Feature: PDF Extraction

pipeline/process_books.py — The entry point of the Douto pipeline. Converts legal textbook PDFs into structured markdown files with chapter splitting and YAML frontmatter, preparing them for downstream chunking and enrichment.

PropertyValue
Scriptpipeline/process_books.py (414 lines)
InputPDF files in Knowledge/_staging/input/
OutputMarkdown files in Knowledge/_staging/processed/{slug}/
EngineLlamaParse (LlamaIndex)
Dependenciesllama_parse, asyncio
IdempotentYes — skips already-processed PDFs via marker files
flowchart TD
PDF["PDF in _staging/input/"]
LP["LlamaParse API"]
MD["Full markdown"]
SPLIT["Split by H1/H2"]
CHUNKS["Chapter .md files"]
INDEX["_INDEX.md"]
RAW["_RAW_FULL.md (backup)"]
PDF -->|"Send to API (async)"| LP
LP -->|"Receive markdown"| MD
MD --> SPLIT
SPLIT --> CHUNKS
SPLIT --> INDEX
MD --> RAW

The script scans _staging/input/ for .pdf files that do not have a .processed_{filename} marker file. This marker is created after successful processing, making the operation idempotent.

Each PDF is sent to the LlamaParse cloud API with configurable extraction tier:

TierUse CaseCost
fastQuick extraction without formatting, cheapestLow
cost_effectiveBest cost-benefit for clean digital text (default)Medium
agenticScanned PDFs or complex layoutsHigh

The parser is configured for Portuguese (language="pt") with 2 workers:

parser = LlamaParse(
result_type="markdown",
num_workers=2,
verbose=True,
language="pt",
)
documents = await parser.aload_data(str(pdf_path))

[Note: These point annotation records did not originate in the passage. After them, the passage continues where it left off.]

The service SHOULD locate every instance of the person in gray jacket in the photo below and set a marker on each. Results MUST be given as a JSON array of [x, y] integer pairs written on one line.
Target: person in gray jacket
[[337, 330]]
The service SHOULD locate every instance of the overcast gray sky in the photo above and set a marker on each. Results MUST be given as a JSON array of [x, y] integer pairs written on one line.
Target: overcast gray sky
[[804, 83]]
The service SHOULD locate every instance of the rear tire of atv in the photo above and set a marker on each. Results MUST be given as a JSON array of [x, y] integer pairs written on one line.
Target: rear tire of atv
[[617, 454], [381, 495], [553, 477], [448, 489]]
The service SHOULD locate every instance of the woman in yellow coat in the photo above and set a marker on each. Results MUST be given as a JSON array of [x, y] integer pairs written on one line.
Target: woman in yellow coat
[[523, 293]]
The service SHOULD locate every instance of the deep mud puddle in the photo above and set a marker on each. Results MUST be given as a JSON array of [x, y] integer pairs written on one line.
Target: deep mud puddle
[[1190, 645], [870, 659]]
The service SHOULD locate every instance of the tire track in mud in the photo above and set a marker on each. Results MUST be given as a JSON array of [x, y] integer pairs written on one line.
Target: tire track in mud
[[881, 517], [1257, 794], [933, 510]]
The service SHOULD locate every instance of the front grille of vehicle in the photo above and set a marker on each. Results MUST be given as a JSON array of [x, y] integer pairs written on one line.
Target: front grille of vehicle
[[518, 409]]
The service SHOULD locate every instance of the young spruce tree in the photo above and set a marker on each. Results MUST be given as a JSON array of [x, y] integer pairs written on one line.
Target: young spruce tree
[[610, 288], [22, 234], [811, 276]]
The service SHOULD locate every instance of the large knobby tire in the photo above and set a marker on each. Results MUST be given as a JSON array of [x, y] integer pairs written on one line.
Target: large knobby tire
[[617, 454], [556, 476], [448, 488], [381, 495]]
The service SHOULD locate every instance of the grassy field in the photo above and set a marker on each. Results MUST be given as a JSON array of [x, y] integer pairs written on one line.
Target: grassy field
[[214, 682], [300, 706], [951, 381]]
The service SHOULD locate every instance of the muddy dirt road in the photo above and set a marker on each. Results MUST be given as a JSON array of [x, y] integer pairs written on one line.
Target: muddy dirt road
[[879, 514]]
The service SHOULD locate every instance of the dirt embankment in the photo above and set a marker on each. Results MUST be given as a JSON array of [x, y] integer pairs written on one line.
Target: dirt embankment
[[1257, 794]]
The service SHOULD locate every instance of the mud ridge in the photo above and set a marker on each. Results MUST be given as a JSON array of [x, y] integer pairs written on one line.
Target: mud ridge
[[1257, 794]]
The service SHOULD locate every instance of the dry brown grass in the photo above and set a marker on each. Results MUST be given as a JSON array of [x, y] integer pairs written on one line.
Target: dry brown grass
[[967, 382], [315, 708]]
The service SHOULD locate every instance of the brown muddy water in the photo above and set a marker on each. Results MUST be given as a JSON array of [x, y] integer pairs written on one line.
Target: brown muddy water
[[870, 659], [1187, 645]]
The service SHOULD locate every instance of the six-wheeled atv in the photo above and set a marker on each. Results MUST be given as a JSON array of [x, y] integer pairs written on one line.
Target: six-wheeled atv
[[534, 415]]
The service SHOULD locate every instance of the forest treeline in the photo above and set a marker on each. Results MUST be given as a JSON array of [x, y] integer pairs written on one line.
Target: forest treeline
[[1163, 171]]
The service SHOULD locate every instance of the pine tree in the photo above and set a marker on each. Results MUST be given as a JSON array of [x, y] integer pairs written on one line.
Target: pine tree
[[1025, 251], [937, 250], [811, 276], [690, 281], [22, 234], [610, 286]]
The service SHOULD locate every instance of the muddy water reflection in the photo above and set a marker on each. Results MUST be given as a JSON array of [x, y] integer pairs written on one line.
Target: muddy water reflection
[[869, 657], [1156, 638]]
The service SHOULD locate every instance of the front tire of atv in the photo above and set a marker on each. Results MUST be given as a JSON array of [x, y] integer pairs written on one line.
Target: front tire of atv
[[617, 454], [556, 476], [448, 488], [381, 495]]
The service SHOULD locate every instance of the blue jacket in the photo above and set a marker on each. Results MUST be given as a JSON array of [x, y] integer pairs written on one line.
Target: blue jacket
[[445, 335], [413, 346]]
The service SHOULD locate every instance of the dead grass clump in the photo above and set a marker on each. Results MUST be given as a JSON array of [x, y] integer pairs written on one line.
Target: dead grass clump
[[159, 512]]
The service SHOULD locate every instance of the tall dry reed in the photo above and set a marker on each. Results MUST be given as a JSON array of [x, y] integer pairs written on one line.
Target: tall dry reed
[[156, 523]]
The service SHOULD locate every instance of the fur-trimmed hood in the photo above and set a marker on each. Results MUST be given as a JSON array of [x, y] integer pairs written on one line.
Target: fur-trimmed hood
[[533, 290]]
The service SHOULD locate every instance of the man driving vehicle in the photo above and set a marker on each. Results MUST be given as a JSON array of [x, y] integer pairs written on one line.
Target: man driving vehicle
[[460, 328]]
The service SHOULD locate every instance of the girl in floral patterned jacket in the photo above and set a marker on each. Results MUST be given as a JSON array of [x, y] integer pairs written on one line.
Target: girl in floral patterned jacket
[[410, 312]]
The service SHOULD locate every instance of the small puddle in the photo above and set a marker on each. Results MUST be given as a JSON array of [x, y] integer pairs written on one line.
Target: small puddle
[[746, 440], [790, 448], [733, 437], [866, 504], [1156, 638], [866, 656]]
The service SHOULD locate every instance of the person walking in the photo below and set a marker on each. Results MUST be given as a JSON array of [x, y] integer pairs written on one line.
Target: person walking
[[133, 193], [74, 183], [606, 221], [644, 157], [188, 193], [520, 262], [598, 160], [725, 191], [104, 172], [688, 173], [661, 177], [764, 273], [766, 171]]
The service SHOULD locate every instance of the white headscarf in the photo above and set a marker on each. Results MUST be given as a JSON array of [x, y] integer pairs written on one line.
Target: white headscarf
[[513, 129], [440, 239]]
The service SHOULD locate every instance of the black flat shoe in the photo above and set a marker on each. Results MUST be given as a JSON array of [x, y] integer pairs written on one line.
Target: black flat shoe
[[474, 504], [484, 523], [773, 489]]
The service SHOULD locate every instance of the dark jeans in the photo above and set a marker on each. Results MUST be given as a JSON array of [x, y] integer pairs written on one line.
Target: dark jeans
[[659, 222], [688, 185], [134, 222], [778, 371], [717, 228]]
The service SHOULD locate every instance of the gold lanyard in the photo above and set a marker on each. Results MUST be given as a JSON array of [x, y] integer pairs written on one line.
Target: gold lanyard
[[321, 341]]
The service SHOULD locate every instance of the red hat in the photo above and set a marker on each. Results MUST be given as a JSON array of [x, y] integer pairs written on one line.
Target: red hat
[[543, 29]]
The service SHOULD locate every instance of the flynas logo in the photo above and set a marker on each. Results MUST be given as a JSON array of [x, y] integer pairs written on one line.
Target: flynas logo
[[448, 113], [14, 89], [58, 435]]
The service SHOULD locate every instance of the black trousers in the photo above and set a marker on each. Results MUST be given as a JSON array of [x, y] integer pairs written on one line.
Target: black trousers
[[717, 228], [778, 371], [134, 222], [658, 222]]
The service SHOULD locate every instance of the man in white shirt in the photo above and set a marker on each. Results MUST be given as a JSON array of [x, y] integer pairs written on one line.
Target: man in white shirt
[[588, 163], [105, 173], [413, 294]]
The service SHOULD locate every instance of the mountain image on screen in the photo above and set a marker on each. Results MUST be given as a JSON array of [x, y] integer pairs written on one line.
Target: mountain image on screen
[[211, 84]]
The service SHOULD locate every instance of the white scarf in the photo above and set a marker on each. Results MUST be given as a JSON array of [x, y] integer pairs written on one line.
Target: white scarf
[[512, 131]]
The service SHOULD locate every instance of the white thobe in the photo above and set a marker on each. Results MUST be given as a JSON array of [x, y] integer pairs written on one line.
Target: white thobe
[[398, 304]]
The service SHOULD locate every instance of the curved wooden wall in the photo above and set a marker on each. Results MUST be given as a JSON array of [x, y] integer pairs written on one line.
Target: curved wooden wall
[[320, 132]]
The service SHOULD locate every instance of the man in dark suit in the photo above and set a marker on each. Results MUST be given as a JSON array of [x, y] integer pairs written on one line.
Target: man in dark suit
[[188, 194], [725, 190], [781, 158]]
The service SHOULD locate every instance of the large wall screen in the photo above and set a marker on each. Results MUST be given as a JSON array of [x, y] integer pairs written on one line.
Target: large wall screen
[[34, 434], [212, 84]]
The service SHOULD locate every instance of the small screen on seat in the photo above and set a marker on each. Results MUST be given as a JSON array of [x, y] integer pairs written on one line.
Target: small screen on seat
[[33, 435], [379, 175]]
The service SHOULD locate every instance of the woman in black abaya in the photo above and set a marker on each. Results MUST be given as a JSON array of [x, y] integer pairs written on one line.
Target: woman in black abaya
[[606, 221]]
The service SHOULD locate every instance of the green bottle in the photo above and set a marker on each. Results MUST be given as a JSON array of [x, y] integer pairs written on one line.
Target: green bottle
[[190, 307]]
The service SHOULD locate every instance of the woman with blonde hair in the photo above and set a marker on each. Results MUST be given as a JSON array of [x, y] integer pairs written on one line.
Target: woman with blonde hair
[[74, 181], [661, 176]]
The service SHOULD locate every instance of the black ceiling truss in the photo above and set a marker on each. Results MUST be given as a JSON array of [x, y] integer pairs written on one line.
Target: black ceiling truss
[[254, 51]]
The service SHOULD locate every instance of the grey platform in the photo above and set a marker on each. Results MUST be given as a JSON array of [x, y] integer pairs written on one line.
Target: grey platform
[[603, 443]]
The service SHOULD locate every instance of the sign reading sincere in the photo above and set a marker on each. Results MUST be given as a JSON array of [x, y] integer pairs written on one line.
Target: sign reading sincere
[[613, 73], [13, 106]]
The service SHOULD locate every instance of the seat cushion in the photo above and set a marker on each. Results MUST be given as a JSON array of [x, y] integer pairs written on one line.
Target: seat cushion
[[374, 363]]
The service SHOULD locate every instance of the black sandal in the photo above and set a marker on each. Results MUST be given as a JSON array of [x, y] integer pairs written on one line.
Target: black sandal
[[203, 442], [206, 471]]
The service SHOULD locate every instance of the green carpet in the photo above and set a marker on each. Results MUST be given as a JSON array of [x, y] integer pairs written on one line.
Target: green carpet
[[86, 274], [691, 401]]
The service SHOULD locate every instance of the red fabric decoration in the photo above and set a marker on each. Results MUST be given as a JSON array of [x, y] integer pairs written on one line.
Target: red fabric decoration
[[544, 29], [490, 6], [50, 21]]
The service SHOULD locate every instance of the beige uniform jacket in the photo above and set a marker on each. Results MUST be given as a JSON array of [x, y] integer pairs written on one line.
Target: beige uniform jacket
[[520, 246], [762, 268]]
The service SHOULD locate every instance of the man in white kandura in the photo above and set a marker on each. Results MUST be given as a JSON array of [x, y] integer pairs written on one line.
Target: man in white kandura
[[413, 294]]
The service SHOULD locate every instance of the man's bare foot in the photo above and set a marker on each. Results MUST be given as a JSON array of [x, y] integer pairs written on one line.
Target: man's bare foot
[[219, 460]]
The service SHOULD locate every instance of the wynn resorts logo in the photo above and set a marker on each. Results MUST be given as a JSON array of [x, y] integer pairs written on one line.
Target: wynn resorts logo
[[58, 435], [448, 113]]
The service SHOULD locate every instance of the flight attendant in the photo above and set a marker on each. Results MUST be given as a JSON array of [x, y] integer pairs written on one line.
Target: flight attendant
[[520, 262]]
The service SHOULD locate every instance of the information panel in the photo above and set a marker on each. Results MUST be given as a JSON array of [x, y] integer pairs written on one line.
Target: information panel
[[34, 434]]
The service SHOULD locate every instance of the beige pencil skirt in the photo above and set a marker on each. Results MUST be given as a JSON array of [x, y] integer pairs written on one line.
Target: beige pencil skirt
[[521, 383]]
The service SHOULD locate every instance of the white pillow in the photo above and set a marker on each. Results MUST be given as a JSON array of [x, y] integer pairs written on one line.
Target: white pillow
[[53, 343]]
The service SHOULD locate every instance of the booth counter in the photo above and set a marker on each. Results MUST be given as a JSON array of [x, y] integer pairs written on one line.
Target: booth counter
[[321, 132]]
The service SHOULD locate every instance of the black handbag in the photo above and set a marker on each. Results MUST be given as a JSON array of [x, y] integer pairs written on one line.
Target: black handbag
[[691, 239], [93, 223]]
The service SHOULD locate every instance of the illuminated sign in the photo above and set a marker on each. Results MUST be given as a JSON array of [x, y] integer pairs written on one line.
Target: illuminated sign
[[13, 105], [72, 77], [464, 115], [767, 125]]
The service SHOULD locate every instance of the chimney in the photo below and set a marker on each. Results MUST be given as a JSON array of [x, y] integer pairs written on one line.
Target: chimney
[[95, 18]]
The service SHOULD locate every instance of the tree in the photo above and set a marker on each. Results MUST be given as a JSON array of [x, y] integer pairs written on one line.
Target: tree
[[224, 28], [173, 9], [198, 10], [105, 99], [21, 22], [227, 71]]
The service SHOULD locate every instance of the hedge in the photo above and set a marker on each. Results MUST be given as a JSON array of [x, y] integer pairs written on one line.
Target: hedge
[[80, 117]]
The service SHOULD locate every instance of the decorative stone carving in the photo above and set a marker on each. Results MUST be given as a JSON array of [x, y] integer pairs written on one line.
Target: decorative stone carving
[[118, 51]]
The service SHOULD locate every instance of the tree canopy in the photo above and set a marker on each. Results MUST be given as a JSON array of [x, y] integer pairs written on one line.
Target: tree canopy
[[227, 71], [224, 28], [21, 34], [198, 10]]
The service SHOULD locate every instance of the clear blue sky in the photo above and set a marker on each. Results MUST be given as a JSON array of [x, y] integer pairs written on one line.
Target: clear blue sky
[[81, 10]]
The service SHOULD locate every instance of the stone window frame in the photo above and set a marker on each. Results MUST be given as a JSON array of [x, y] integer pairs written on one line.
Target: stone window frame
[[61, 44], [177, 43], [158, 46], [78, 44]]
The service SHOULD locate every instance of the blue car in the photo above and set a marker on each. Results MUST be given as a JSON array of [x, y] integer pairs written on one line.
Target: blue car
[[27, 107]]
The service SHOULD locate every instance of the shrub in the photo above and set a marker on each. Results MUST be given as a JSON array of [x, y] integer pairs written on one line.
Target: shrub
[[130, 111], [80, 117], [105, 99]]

The split_into_chapters() function divides the markdown output by H1 (#) and H2 (##) headers. Each chapter becomes an independent chunk:

def split_into_chapters(markdown_text: str, filename: str) -> list[dict]:
lines = markdown_text.split('\n')
chunks = []
current_chunk = {
"title": "Introdução / Pré-textual",
"level": 0,
"content": [],
"page_hint": ""
}
parent_title = filename
for line in lines:
h1_match = re.match(r'^# (.+)$', line)
h2_match = re.match(r'^## (.+)$', line)
if h1_match or h2_match:
# Save previous chunk if it has substantial content
if current_chunk["content"]:
content_text = '\n'.join(current_chunk["content"]).strip()
if len(content_text) > 100: # ignore very small chunks
chunks.append({
"title": current_chunk["title"],
"parent": parent_title,
"content": content_text
})
# Start new chunk...

Key design decisions:

  • H1 headers set the parent title context. Subsequent H2 chunks inherit it as parent_title > section_title.
  • Minimum content threshold: chunks with fewer than 100 characters are discarded.
  • Fallback: if no headers are detected, the entire document becomes a single chunk.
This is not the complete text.